ピアノで合唱の伴奏を弾くときは、ソロで弾くときとは全く違うところに注意をする必要があります。
ピアノの独奏は、弾く人が主役であり、テンポを決めたり表現をしたりと自由にできますが、伴奏は歌に合わせるための引き立て役になる必要があります。
伴奏はとても重要な役割であり、リズムなどを間違えてしまうと、全体を崩してしまうほど大きな影響を与えてしまいます。
では、伴奏をするときに注意すべきところや、うまく弾くためのコツを見ていきましょう。
1.歌う人の立場になって弾く
楽譜通り完璧に弾けることはもちろん大切ですが、伴奏となると、歌う人たちの都合を考えてあげなくてはなりません。
歌う人は、ブレスをとり、そのブレスで音楽を奏でます、例えば、楽譜上に、ritardando(リタルダンド)と書いてあるからゆっくりしすぎてしまうと、息が続かず音楽性が崩れてしまいます。

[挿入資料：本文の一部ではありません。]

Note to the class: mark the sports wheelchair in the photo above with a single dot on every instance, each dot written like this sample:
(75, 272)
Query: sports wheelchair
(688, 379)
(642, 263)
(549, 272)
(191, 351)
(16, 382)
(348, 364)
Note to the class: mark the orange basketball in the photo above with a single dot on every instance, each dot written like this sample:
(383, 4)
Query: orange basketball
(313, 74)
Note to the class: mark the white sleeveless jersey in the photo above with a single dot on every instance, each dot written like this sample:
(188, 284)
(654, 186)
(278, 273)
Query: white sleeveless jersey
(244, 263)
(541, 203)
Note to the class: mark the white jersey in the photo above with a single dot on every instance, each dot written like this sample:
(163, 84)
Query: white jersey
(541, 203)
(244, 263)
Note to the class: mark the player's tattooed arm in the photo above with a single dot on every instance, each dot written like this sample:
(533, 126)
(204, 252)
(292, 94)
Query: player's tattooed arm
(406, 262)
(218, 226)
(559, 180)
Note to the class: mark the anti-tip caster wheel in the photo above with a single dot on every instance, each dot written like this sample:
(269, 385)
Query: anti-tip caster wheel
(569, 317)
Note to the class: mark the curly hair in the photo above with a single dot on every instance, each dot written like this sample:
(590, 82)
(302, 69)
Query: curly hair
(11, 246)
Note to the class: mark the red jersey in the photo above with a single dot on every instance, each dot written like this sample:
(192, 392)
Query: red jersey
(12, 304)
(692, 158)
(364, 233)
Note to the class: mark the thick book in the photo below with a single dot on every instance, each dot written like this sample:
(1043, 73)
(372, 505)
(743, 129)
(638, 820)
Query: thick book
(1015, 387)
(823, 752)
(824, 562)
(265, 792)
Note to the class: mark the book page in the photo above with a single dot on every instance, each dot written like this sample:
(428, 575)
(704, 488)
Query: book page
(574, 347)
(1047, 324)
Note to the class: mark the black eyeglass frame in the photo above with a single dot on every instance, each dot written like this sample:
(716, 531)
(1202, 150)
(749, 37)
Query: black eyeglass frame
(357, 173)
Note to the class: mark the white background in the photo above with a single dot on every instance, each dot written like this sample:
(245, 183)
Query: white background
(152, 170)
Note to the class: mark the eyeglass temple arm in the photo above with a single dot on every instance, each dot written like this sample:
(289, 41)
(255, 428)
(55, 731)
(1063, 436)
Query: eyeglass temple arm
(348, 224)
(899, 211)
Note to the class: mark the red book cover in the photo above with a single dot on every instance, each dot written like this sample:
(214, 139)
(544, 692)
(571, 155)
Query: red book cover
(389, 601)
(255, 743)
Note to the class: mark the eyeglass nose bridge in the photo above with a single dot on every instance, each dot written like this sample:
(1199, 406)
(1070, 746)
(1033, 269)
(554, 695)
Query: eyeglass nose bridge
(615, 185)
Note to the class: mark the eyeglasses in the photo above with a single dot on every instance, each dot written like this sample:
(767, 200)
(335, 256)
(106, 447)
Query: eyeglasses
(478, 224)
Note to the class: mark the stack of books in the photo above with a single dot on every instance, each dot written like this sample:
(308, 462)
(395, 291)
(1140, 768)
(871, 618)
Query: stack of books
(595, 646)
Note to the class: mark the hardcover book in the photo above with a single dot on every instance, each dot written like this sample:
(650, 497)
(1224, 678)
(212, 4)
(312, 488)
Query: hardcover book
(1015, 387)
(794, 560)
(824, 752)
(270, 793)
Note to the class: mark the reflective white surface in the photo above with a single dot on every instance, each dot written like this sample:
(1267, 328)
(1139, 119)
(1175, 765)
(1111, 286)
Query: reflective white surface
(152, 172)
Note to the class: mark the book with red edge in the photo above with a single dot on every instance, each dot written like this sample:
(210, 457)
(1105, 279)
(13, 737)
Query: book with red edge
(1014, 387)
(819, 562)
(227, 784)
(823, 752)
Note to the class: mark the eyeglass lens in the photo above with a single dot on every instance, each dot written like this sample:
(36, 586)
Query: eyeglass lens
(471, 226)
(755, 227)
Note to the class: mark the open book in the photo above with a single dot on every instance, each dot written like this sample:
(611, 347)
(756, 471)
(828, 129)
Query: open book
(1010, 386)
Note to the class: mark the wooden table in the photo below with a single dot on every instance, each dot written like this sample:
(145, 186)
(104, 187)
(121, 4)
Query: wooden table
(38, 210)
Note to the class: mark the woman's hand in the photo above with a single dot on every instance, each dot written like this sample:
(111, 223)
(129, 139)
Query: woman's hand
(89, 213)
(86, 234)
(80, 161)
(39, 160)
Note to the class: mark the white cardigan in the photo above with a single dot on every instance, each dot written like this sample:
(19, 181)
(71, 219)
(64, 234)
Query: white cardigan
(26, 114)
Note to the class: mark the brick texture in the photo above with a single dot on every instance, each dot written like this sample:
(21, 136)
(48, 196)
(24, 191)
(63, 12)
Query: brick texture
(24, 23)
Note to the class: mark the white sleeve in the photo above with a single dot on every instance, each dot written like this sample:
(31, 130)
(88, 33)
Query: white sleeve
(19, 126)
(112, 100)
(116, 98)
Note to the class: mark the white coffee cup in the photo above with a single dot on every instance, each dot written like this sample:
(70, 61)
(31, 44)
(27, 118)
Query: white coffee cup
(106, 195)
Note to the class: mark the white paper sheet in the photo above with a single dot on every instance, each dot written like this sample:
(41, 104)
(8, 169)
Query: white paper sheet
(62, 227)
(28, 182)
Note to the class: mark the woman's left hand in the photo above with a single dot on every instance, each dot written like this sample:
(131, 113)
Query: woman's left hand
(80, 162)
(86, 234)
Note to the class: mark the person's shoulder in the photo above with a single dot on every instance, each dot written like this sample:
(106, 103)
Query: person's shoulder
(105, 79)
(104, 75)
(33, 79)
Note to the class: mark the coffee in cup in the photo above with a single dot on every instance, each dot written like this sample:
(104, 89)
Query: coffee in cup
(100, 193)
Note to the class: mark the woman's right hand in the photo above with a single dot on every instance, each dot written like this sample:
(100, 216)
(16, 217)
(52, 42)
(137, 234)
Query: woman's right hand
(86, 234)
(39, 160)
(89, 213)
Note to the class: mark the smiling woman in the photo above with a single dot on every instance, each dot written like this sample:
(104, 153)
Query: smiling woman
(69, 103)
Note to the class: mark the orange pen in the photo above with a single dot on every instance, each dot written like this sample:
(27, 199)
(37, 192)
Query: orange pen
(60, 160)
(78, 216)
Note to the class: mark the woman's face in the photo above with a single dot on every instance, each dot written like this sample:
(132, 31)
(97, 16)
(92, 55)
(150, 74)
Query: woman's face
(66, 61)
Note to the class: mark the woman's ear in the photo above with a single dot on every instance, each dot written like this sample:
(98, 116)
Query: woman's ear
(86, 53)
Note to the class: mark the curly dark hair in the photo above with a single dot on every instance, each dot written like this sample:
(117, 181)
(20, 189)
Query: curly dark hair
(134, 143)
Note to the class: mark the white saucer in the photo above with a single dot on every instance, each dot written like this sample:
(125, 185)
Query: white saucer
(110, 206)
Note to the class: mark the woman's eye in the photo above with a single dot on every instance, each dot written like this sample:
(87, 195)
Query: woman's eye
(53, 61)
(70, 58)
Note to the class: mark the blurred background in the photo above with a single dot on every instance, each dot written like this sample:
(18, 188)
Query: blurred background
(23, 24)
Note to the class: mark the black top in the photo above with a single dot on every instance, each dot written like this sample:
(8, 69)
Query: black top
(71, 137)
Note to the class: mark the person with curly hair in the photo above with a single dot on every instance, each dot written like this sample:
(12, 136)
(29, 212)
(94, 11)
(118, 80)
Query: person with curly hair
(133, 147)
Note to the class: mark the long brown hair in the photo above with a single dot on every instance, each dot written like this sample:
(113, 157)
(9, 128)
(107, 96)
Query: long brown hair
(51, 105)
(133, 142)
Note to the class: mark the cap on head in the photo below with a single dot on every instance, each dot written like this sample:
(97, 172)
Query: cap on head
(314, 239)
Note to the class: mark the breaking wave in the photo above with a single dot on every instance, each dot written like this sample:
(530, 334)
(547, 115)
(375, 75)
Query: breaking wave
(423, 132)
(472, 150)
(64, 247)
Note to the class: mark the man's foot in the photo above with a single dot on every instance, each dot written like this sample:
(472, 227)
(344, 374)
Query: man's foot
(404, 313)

常に歌う人の気持ちを考えておいて、表現をする必要があります。
また、楽語にとらわれすぎて重たく弾きすぎてしまい、かつ歌よりも後手後手で弾いてしまうと、歌う人にとっては後ろから引っ張られているような気がして、声が前に飛びにくくなります。
息がきれいに循環するように、前向きに弾いてあげる必要があります。とはいっても、テンポを上げるのではなく、テンポ感に対して忠実に、瞬発力を持って弾くようにしましょう。
2.楽譜ばかりにとらわれないようにする
合唱の伴奏は、歌う人と合わせて初めて成り立ちます。楽譜ばかりにとらわれてしまって、歌っている人や、指揮者に気配りをできないのはよくありません。
常に、休符の後の音などは歌い手のブレスを感じること、そして指揮者のタイミングを注意深く見ることが必要です。
そのため、楽譜を見すぎてしまうと、合図を逃してしまいます。また、場所によって、歌い手や指揮者がどのようにしたいか、楽譜にない要求をしてくることがあります。
その場合は、臨機応変に対応をして、楽譜に忘れないようにメモをしないといけません。
合唱の練習のとき、ピアノ伴奏者に直接「このように弾いて」という指示を与える指揮者はあまりいません。
歌い手に指揮者が指示をしていることを聞いて、ピアノの弾き方をどうするべきか、音を持って答えるのが伴奏者の役割といえます。
3.楽譜をしっかり理解しておく必要がある
伴奏の部分だけでなく、それぞれのソプラノ、アルト、テノール、バスそれぞれのパートが歌っている楽譜も、弾けるようにしておかなくてはなりません。
合唱練習のときに、全員で歌うこともありますが、もちろんパート別の練習もします。そのとき、歌い手が取りにくい音などが出てきたら、ピアノで弾いて聞かせてあげたり、歌と一緒にメロディーのみを弾いてあげたりします。
そのときに、パート別の楽譜を理解しておくことが必要になってきます。
また、パートの歌い始めや休符がどこなのかを熟知しておかないと、合唱練習の伴奏者が何をしたら良いのか、追いつかなくなってしまい、伴奏者として練習に参加している意味がなくなってしまいます。
まとめ
ヨーロッパでは、オペラ歌手に対して、オペラ公演前の練習をするために専属の伴奏者がおり、この伴奏者が楽譜の構成などオペラ全体の流れを、歌手に伝えるという大切な役割をします。
また、これらの専属伴奏者は、歌手にブレスのとる場所なども指示することもあります。こうするには、伴奏者はピアノの技術を磨きながら、自ら声楽を勉強する必要があるのです。
もちろんピアニストなので、歌い手ほど一生懸命に練習を積み重ねる訳ではありません。
しかし、自ら声楽のレッスンを行うことで、歌い手にとって何がしにくいのか、ブレスを感じる方法、どこを歌い手が聞かせたいのかなど、ピアノを弾いているだけでは感じにくいことを覚えることができます。
また、ピアノを弾きながら、歌い手と同じようにブレスをすることで、伴奏がずれることも少なくなります。
ピアニストは、手が演奏するツールなので、息を考えなくても演奏できますが、フルートなどの管楽器を初め、一見関係がなさそうなヴァイオリンも、フレーズの長さを常に考えながら演奏します。
ブレスをすることを覚えて演奏することは、合唱だけでなく、合奏にはかかせません。